Cet engouement de la population sénégalaise dans la lutte contre l'épidémie de fièvre hémorragique intervient suite à la requête récente du ministre sénégalais de l’Intérieur, Abdoulaye Daouda Diallo, qui s'était rendu dans les zones frontalières avec la Guinée et qui avait demandé aux populations de collaborer avec les forces de sécurité mobilisées pour faire respecter la décision du gouvernement du Sénégal de fermer ses frontières avec tous les pays touchés par Ebola.
Quelques jours après son séjour à l’Est du pays, le ministre avait réceptionné 200 téléphones portables destinés à appuyer les efforts faits pour surveiller la frontière, longue de près de 330 kilomètres, et nécessitant de fait, pour sa surveillance, la collaboration de la population.
Diallo avait alors fait savoir que ces outils de communication allaient être distribués aux populations des zones frontalières.
« Nous n’attendons même pas que l’Etat nous donne des moyens. Nous agissons seuls. Il y va de notre sécurité et de la sécurité de nos enfants », a expliqué Cissokho, un natif de Fongolemby.
« Nous expliquons aux ressortissants guinéens qui sont à Kédougou de ne pas prendre le risque d’aller dans leur pays. S’ils voyagent, ils ne pourront pas rentrer, parce que nous dénoncerons toute personne qui passe par la brousse pour revenir », a-t-il encore indiqué.
Les ressortissants guinéens semblent être conscients de la fermeté affichée par les autorités sénégalaises et les populations.
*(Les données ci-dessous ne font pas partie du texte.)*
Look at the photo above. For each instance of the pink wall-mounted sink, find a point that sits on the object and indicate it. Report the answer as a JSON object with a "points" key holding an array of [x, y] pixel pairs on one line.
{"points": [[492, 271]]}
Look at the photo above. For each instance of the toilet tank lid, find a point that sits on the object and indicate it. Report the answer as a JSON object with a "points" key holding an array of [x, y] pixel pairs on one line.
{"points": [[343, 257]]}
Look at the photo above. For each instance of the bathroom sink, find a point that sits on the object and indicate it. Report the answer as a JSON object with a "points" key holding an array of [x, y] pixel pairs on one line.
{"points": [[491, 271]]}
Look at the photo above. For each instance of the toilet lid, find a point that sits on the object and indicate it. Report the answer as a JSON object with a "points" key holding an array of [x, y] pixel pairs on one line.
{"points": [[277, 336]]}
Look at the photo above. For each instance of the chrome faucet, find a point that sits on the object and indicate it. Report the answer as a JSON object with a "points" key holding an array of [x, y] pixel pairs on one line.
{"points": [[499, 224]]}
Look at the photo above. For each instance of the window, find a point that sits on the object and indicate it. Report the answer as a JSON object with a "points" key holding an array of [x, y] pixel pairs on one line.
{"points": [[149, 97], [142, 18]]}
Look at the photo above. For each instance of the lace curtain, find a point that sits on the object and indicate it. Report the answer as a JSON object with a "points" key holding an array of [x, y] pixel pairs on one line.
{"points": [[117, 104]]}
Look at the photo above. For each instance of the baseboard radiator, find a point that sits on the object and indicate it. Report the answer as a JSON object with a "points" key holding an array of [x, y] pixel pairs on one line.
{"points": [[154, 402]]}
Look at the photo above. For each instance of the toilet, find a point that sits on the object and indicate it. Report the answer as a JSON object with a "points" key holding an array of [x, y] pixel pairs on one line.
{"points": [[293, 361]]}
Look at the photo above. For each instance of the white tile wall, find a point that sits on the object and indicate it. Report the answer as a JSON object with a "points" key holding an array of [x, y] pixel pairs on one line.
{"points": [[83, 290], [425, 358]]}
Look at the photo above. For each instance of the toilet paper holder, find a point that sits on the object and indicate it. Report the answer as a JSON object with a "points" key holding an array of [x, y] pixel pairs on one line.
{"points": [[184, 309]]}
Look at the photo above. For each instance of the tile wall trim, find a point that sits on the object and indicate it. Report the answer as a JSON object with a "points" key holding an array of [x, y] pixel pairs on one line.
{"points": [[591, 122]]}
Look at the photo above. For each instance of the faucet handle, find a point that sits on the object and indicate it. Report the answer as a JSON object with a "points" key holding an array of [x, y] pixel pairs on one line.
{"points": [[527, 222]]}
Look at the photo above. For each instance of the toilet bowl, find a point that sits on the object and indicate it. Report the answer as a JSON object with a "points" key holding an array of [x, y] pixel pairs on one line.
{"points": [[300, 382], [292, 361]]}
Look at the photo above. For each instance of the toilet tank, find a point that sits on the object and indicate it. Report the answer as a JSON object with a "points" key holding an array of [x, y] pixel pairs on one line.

« Nous savons que les gens nous surveillent comme du lait sur le feu. Nous ne prendrons aucun risque. La situation interpelle tout le monde. Quand nous appelons au village, nous demandons aux parents qui veulent tenter de venir de rester. S’ils ne peuvent pas rester qu’ils n’essaient pas de venir à Kédougou, parce qu’ici, les gens sont mobilisés », a déclaré Amadou Diallo, un jeune Guinéen rencontré par Anadolu.
« La fermeture de la frontière n’arrange personne. L’économie est presque plombée parce que le transport entre les deux pays ne fonctionne presque plus. Mais tout le monde est obligé de se conformer à la décision des autorités sénégalaises », a ajouté Amadou Diallo qui dit espérer l’éradication de l’épidémie pour la reprise de la circulation des personnes et des biens.
Un vœu que le jeune Guinéen partage avec les populations du Sud-Est du Sénégal. « Tout le monde prie. Nous avons tous peur de cette maladie qui fait des ravages dans notre continent », a lancé une femme commerçante de Kédougou.